## Task 1: Load Data & Import Libraries

**Goal:** Set up your environment and download the dataset for analysis.

### Instructions:

1. Download the dataset using `opendatasets`.  
   - Dataset URL: https://www.kaggle.com/datasets/heesoo37/120-years-of-olympic-history-athletes-and-results  
   - You may need to provide your Kaggle API credentials.


2. Set file paths for:
   - `athlete_data_filename` → `athlete_events.csv`
   - `regions_data_filename` → `noc_regions.csv`


3. Install and import the following libraries:
   - `pandas`, `numpy`
   - `matplotlib.pyplot`, `seaborn`
   - `plotly.express`
   - `ListedColormap` from `matplotlib.colors`


**Expected Output:**

- Dataset downloaded

- All libraries successfully imported

- File paths assigned

In [18]:
# 1. Download the dataset using `opendatasets`:
import opendatasets as od
od.download('https://www.kaggle.com/datasets/heesoo37/120-years-of-olympic-history-athletes-and-results')

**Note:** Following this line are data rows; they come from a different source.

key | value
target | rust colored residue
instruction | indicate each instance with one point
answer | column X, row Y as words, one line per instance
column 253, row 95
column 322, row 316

Skipping, found downloaded files in "./120-years-of-olympic-history-athletes-and-results" (use force=True to force download)


In [19]:
# 2. Set file paths:
athlete_data_filename = './120-years-of-olympic-history-athletes-and-results/athlete_events.csv'
regions_data_filename = './120-years-of-olympic-history-athletes-and-results/noc_regions.csv'

In [20]:
# 3. Install and import the libraries:
import pandas as pd
import numpy as np
import matplotlib.pyplot as plt
import seaborn as sns
import plotly.express as px
from matplotlib.colors import ListedColormap

##  Task 2: Set Plot Style and Color Palette

Goal: Customize the appearance of your plots for consistent and clean visuals.

Instructions:
1. Set the global style for all plots using plt.style.use().
    - Use 'ggplot' for a simple, clean base style.
2. Define a custom color palette:
    - Use a list of hex color codes.
    - Example: ["#0a2e36", "#27FB6B", "#14cc60", "#036d19", "#09a129"]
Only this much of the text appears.